Reflective barriers or foil facers have NO useful purpose in this stackup (despite what purveyors of said products might allege.)
Combi boilers even at minimum fire are going to have WAY more heat output than your basement's heat load. A hydronic loop using a heat exchanger off a hot water heater is a cheaper approach, and won't require to upgrade the gas plumbing (or even the gas meter) to handle the higher-fire of a combi-boiler. The AO Smith Vertex is even designed with side-ports specifically for this type of application.
The heat load is primarily a function of exposed exterior wall/window area, not the floor area. The total heat load divided by the available radiant-floor area, and the radiant-floor method used determines the water temp requirements.
If you want to take a pretty-good stab at the rough heat load, get out a measuring tape and start measuring the exterior areas of each sub-type, and we'll come up with reasonable "U-factors" (the average thermal conductivity) for those sub-types from which to calculate the load based on the interior-exterior temperature difference, and the U-factors.
The
99% outside design temp for Toronto is +1F/-17C, and assuming a 70F/21C interior temp, that's a delta-T of 69F, but let's just call 20C or 70F delta just to keep it in round numbers. For the sake of keeping it all in English-unit U-factors and BTU/hour which is more common in N.American HVAC parlance than watts, let's call it 70F.
The U-factor of a clear-glass double pane is about 0.5 BTU/hr per square foot per degree-F. A single pane is about 1 BTU/hr per square foot per degree-F. So measure up the windows & sliders in square feet and do the math. Assuming your 4 "small windows" are 5 square feet each and all clear double-panes, that's 20 square feet of window of window for window losses of about:
U0.5 x 20' x 70F= 700 BTU/hr.
For fiberglass insulated 2x6 walk-out side figure a U-factor of about 0.078. Measure up the exterior studwall are and do the same math, U-factor x square feet x 70F.
Uninsulated poured concrete has a U-factor of about 1.0 BTU/hr-degree-foot, but only count the above-grade wall area down to about a foot below grade, since that's going to be the bulk of the wall losses- the below grade portion will have losses considerably lower. If you're adding an interior side 1.5" EPS + batt insulated 2x4 wall, the U-factor will run about 0.06 BTU/hr-degree-foot. If 1.5" EPS + 2x6/batts, call it U0.05. If just 2x6/batts, U0.75 (slightly better than a regular 2x6 first-floor wall due to a slightly lower framing fraction.)
Any solid wood exterior doors or double-pane glass sliders, figure about U0.5, insulated doors about U0.25.

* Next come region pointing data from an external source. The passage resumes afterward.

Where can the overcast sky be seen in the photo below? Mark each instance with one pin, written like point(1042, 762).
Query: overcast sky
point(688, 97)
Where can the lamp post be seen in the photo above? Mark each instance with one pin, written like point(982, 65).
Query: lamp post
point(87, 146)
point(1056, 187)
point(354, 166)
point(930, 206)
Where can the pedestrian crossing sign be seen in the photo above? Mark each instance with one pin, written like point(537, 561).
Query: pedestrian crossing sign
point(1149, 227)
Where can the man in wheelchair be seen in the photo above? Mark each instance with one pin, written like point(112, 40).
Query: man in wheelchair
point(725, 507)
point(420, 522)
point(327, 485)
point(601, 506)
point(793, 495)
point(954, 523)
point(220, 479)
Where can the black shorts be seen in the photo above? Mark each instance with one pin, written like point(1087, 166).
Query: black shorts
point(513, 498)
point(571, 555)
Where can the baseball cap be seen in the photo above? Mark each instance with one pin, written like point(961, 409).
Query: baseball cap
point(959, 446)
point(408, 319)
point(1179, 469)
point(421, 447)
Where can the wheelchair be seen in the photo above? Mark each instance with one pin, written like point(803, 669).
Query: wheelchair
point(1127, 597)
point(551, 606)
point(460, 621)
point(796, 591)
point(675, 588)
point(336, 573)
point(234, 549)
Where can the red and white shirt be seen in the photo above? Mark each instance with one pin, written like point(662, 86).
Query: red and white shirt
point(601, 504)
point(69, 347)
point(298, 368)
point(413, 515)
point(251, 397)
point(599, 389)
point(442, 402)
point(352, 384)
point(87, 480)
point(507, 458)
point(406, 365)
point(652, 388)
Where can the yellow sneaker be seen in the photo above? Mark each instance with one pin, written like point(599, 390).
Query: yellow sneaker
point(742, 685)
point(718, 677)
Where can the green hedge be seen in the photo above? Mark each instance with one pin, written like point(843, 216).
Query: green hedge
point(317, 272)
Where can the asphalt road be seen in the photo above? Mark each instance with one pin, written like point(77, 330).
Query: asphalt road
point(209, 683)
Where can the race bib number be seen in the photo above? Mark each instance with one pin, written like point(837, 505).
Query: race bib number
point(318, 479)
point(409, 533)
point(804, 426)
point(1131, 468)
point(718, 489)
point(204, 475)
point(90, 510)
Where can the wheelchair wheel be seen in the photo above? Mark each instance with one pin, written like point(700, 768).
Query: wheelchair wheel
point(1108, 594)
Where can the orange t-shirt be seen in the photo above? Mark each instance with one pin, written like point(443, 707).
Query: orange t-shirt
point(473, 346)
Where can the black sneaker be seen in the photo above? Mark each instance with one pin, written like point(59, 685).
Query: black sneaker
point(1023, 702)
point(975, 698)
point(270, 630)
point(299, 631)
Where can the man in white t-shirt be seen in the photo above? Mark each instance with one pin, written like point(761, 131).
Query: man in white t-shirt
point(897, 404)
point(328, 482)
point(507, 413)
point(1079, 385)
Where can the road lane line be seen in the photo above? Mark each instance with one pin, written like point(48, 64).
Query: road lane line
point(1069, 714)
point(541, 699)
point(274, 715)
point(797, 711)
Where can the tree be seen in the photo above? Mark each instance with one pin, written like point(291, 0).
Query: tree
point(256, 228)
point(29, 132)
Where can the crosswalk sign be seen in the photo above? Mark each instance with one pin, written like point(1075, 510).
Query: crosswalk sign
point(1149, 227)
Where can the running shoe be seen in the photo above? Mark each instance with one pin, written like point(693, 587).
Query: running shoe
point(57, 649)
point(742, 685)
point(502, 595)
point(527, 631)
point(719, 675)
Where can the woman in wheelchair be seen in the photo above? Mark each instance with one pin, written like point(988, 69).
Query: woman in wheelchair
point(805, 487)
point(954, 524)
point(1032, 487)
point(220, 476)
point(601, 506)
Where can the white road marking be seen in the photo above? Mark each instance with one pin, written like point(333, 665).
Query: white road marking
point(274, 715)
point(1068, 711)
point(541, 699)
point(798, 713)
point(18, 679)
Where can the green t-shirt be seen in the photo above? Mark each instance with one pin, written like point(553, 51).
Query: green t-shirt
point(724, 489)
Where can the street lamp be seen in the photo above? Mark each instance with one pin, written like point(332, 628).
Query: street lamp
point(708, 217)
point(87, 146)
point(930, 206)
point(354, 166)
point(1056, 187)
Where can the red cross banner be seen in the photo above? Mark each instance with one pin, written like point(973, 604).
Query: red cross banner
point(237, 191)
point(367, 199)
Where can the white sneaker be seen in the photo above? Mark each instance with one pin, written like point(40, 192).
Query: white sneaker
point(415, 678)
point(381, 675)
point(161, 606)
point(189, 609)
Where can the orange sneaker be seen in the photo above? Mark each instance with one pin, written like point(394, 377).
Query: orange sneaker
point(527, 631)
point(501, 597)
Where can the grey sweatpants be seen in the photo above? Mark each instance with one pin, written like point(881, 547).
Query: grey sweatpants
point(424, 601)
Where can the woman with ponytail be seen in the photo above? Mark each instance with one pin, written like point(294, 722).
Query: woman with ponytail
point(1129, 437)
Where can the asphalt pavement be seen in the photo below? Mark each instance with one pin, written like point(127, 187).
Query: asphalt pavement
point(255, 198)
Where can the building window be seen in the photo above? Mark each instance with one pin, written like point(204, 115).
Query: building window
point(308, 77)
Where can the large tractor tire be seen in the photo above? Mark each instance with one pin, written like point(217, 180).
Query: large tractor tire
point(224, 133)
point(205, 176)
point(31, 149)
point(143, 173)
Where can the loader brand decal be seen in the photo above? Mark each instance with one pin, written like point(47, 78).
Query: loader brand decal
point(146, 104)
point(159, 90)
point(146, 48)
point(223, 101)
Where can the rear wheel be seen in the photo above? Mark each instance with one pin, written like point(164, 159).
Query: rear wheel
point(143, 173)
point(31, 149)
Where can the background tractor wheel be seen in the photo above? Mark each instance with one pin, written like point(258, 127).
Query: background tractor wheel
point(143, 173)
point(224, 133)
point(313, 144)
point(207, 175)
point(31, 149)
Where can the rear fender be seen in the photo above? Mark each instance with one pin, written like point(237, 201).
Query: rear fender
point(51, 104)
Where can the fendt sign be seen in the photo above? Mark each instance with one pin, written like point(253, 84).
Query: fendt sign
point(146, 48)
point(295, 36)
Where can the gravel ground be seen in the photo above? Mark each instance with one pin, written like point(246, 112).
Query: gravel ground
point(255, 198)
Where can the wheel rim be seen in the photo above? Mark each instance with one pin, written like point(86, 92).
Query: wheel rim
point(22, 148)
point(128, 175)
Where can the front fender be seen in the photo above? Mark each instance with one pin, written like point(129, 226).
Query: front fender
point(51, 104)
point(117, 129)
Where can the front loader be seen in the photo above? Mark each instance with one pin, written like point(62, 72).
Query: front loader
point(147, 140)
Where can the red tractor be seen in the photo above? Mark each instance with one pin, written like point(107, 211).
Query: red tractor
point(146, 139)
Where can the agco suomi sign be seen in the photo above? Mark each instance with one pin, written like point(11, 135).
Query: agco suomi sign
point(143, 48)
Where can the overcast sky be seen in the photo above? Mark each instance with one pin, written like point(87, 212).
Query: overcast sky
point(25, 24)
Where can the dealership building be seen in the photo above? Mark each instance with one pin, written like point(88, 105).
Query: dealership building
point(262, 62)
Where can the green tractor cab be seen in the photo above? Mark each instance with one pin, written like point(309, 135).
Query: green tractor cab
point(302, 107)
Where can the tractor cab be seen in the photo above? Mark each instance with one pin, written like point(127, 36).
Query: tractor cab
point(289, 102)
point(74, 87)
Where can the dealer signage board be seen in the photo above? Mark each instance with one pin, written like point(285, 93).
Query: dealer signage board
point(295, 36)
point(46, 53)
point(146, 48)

Ignore the floor losses, and ignore the air-infiltration/ventilation losses, as well as the inputs from warm mammals, electrical plug loads, duct losses to the basement from the upstairs heating system, etc.

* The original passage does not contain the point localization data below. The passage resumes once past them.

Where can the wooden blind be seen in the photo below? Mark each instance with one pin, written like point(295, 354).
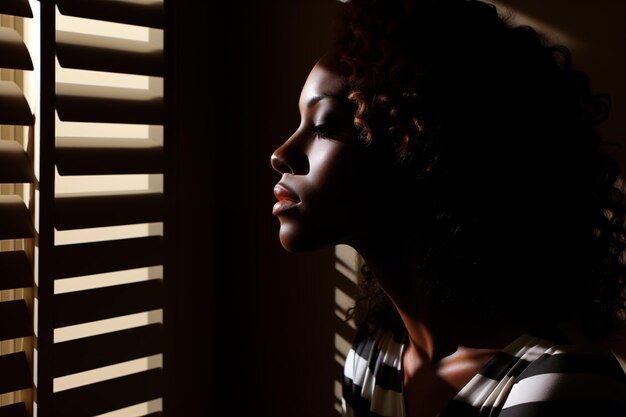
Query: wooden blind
point(16, 220)
point(100, 236)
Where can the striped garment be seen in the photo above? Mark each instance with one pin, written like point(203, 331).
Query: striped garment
point(532, 377)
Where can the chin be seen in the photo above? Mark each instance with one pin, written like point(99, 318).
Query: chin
point(298, 241)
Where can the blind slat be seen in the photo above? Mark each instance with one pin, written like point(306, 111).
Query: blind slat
point(87, 211)
point(108, 302)
point(106, 396)
point(147, 13)
point(13, 410)
point(15, 222)
point(13, 51)
point(14, 109)
point(15, 320)
point(15, 365)
point(16, 8)
point(86, 103)
point(15, 167)
point(108, 156)
point(99, 53)
point(16, 270)
point(107, 256)
point(108, 349)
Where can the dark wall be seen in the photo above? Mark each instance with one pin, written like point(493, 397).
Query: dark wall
point(595, 33)
point(250, 322)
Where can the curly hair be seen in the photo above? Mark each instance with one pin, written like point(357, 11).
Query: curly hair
point(518, 203)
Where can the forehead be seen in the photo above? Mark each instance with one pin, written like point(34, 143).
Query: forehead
point(323, 81)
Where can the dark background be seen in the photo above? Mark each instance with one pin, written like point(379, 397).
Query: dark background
point(252, 325)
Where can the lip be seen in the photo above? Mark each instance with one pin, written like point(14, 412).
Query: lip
point(286, 199)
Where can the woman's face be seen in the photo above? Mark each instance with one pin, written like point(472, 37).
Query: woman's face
point(329, 189)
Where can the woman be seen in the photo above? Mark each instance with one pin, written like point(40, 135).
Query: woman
point(457, 154)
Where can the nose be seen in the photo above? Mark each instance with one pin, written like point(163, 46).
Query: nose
point(289, 158)
point(279, 163)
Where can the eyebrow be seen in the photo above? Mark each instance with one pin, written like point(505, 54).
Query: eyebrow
point(316, 99)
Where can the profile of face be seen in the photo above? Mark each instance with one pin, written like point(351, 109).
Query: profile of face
point(330, 191)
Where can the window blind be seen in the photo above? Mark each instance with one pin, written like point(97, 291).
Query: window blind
point(16, 220)
point(100, 235)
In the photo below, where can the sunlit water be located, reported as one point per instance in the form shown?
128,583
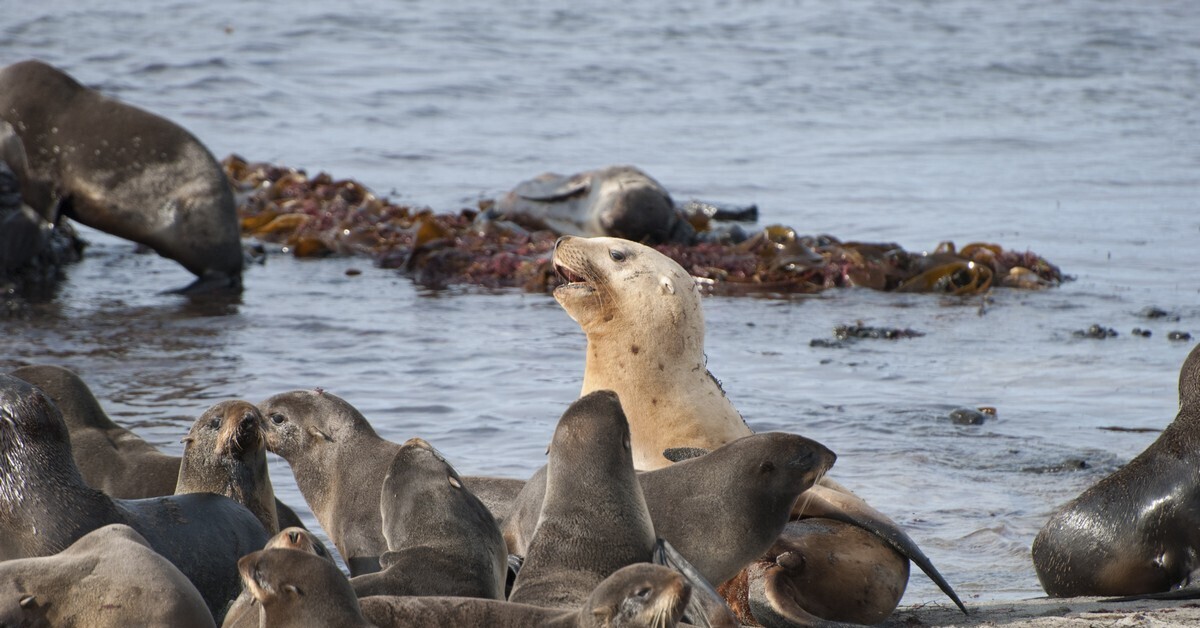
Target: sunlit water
1071,129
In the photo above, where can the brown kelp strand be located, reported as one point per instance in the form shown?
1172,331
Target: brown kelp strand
312,216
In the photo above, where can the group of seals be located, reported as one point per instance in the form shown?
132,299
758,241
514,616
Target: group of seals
1137,531
120,169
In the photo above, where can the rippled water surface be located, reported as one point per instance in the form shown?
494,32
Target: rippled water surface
1071,129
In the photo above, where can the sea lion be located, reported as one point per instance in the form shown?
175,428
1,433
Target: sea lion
433,525
226,453
111,458
721,509
340,464
123,171
1137,531
246,611
108,578
45,504
617,201
645,326
593,519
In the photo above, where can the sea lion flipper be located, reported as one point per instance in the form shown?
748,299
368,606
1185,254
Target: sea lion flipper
851,509
550,187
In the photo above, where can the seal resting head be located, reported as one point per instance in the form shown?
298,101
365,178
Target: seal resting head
646,341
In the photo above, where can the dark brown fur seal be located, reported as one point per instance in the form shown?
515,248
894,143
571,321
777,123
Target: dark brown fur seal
593,519
108,578
123,171
111,458
226,453
45,504
433,525
1137,531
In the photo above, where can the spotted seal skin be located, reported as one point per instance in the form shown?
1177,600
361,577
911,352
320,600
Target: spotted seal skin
225,453
109,578
123,171
45,504
593,519
433,525
1137,531
617,201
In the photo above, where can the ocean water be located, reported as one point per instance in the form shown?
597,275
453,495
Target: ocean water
1071,129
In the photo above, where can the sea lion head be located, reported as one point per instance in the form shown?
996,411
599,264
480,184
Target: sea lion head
613,285
637,594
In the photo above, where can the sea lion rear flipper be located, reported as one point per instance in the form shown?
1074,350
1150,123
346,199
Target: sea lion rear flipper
706,608
550,187
849,508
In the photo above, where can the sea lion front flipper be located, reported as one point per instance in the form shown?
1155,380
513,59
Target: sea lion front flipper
706,608
827,502
550,187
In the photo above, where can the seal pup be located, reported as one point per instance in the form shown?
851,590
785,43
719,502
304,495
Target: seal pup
593,519
721,509
108,578
617,201
226,453
1137,531
433,525
340,464
111,458
642,317
45,504
123,171
245,611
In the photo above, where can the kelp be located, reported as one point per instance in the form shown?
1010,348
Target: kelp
322,216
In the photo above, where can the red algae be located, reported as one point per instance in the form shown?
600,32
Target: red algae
323,216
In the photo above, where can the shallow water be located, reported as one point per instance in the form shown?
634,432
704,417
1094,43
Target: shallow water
1069,129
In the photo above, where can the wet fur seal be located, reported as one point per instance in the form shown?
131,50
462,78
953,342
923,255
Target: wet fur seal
617,201
246,611
108,578
1137,531
123,171
645,326
45,504
433,525
111,458
225,453
340,464
593,519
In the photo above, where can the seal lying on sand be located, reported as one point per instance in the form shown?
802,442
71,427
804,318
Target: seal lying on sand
123,171
111,458
1137,531
642,316
45,504
618,201
107,578
297,590
433,525
593,519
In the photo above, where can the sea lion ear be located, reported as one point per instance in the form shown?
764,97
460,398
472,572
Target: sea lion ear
678,454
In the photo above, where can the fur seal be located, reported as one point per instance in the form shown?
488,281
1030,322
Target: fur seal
593,519
433,525
617,201
45,504
108,578
226,453
642,316
246,611
111,458
340,464
123,171
1135,531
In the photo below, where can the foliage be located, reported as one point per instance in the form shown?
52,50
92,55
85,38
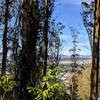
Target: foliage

Add up all of the losses for each room by sub-assembly type, then add up all of the room totals, and it'll be close enough for designing a heating system.
If your wall stackups or doors & windows differ from what I've given you U-factors for, tell me what the stackup is and I'll estimate the U-factor for you.
Something else to consider for a minimal loss of height: Adding 1.5" of EPS to the floor and putting down a 1/2" OSB subfloor tap-conned to the slab, and using a radiant ceiling rather than a radiant floor only blows 2" of height, and is still pretty cushy. At the likely VERY low per-square foot heat load the difference in floor temperature will hardly be enough to be felt except on the coldest days, and may not be a sufficiently high comfort up-tick to matter or be "worth it" once you've insulated the floor. That can be determined once we know the total heat load and the amount of radiant floor or ceiling that would be needed to support the load.